Gradient Boosted Decision Trees
I got to know the series of Gradient Boosted Decision Trees (GBDT) at the time for developing classification/regression algorithms for time series data. GBDT algorithms include XGBoost, LightGBM and CatBoost. This article gives a brief explanation of the basic idea of GBDT.
Useful Resources (References)
Questions
When we come to algorithms based on trees, we would like to know some questions of how to construct trees. Specifically, the trees have leaf nodes and splitting nodes. The questions are listed below:
- How to choose the proper features and the value of the features for constructing a splitting nodes?
- When to stop split the node and obtain the leaf node?
- How to combine the results of different trees or what are the relationships between different trees?
- How to constrain the size of trees?
In the following sections, these questions will be answered.
GBDT trees for regression
Let’s start with building trees for regression. Given an example of predicting weights from height, favorite color, and gender shown in the figure below:
General ideas
Initially, the first tree (stump) is created by averaging all the weights. It is used as the first decision tree. The difference between the ground truth and the predicted value is called residual.
Next, a decision tree for predicting these residuals are created.
Afterwards, the values of this tree is added to previous tree with a learning rate. This can explain why they are called gradient boosting decision trees. GBDT trees are a bunch of weak learners. In addition, smaller learning rate in right direction can achieve better results with lower variances.
Regression details
How to define the value of leaves
Step 1
Firstly, initialize the model with a constant value.

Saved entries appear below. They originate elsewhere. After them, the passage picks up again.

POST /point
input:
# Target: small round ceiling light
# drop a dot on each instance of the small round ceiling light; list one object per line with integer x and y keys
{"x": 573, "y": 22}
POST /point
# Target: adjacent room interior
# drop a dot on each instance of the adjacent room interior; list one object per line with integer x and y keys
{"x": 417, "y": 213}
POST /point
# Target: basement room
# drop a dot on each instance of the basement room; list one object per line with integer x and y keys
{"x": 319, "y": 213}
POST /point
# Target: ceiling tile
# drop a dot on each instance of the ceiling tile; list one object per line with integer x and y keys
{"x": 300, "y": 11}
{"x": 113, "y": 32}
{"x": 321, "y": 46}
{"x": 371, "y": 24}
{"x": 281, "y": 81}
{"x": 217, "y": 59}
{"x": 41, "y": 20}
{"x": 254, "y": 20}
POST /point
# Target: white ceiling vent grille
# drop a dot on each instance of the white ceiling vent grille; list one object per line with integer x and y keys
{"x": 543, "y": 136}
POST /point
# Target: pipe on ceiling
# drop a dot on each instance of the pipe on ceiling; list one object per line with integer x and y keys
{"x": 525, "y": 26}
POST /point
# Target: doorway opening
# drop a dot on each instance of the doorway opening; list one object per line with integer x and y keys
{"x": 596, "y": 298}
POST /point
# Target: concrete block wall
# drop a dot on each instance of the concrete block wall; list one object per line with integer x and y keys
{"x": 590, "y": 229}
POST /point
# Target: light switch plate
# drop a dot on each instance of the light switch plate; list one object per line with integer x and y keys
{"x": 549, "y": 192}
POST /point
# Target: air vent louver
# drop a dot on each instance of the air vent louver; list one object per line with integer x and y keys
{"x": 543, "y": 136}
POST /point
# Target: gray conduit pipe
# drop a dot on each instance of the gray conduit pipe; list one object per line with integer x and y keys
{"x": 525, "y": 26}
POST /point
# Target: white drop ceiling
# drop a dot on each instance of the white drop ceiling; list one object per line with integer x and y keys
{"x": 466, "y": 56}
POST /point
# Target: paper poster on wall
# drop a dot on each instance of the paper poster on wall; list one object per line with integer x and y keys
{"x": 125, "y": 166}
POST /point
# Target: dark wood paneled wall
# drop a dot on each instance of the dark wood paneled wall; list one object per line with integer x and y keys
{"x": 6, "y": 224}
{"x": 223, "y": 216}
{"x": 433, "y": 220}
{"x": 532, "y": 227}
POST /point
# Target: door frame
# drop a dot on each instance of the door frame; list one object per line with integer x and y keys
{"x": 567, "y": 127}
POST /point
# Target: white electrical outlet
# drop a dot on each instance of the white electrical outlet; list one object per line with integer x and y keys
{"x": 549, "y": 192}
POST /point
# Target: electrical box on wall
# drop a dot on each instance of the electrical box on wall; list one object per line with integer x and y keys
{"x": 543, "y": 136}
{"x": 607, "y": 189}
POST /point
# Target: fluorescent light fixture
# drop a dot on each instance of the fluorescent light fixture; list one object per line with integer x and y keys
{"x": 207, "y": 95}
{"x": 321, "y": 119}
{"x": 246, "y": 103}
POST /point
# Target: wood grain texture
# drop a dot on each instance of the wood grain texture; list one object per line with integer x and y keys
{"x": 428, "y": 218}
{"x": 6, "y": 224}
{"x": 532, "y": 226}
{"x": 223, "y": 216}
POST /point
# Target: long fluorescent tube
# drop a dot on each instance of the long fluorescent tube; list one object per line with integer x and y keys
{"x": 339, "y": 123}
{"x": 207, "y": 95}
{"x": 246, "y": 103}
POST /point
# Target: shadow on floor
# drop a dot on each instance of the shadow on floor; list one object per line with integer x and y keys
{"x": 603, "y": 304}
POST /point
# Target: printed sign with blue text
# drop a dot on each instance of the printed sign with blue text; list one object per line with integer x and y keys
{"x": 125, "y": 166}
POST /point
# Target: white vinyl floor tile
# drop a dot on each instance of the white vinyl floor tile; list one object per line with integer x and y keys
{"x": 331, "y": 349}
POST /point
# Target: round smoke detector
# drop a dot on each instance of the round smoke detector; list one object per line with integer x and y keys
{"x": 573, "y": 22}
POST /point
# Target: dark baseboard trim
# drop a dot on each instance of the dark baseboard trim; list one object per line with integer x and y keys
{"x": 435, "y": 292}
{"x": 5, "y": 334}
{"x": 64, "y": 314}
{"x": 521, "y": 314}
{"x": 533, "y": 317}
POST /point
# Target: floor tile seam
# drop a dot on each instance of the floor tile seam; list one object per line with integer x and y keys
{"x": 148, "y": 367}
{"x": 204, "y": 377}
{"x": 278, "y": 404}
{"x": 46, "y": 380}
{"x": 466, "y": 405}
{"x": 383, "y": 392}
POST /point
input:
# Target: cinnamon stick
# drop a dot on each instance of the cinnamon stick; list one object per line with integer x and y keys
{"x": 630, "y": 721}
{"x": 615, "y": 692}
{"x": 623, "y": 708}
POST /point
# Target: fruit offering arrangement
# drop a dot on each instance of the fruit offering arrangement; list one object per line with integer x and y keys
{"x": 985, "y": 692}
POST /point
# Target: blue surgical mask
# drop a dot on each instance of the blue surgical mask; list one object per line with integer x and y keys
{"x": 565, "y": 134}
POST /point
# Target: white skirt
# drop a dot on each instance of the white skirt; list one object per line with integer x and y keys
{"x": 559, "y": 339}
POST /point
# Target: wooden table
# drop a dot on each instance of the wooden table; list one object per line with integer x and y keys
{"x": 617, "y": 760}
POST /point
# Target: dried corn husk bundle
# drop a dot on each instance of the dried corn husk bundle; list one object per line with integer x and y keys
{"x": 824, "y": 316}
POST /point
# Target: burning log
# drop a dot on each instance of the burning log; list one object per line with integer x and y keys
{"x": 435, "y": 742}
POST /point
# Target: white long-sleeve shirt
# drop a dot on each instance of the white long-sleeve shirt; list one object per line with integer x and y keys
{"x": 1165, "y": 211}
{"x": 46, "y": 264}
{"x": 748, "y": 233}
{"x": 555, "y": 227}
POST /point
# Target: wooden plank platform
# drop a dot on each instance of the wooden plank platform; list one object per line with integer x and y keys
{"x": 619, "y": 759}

\[F_0(x)={argmin}_{r}\sum^n_{i=1}L(y_i, \gamma)\]where (y_i) represents the observed value, (\gamma) represents the leaf value. It can be seen that the leaf value is simple the averaged value of all samples.
Step 2
In the second step, the loss function and its gradient are computed for the pseudo residuals and terminal regions (can be regard as the leaf values).
The loss function is defined by the mean square error,
\[L(y_i, F(x_i)) = (y_i - F(x_i))^2\]where (F(x_i)) is the prediction values from the last tree, (i) represents the index of the training samples. Clearly, the value of the loss function is the (pseudo) residual . Afterwards, different samples are split to different branches, the terminal region (R_{jm}) is found by these sorted pseudo residuals. (j) represents the index of the terminal regions, (m) represents the index of the trees. In addition, the parameter (m) is often called iterations in gbdt packages, for example, LightGBM and CatBoost.
After finding the terminal regions, the leaf values are calculated. The leaf values need to minimize the loss function, they are calculated as follows,
\[\gamma_{jm} = argmin_{\gamma}\sum_{x_i \in R_{ij}}L(y_i, F_{m-1}(x_i) + \gamma)\]where (gamma) is the leaf value.
Finally, the new tree is defined as below,
\[F_m(x) = F_{m-1}(x) + \nu \sum_{j=1}^{J_m} \gamma_m I(x \in R_{jm})\]It can be seen that finding the terminal regions is quite time consuming. Under a split value of a specific feature, it needs to iterate all training samples. Therefore, many optimized GBDT algorithms emerge to improve computing efficiency, such as XGBoost, LightGBM, and CatBoost.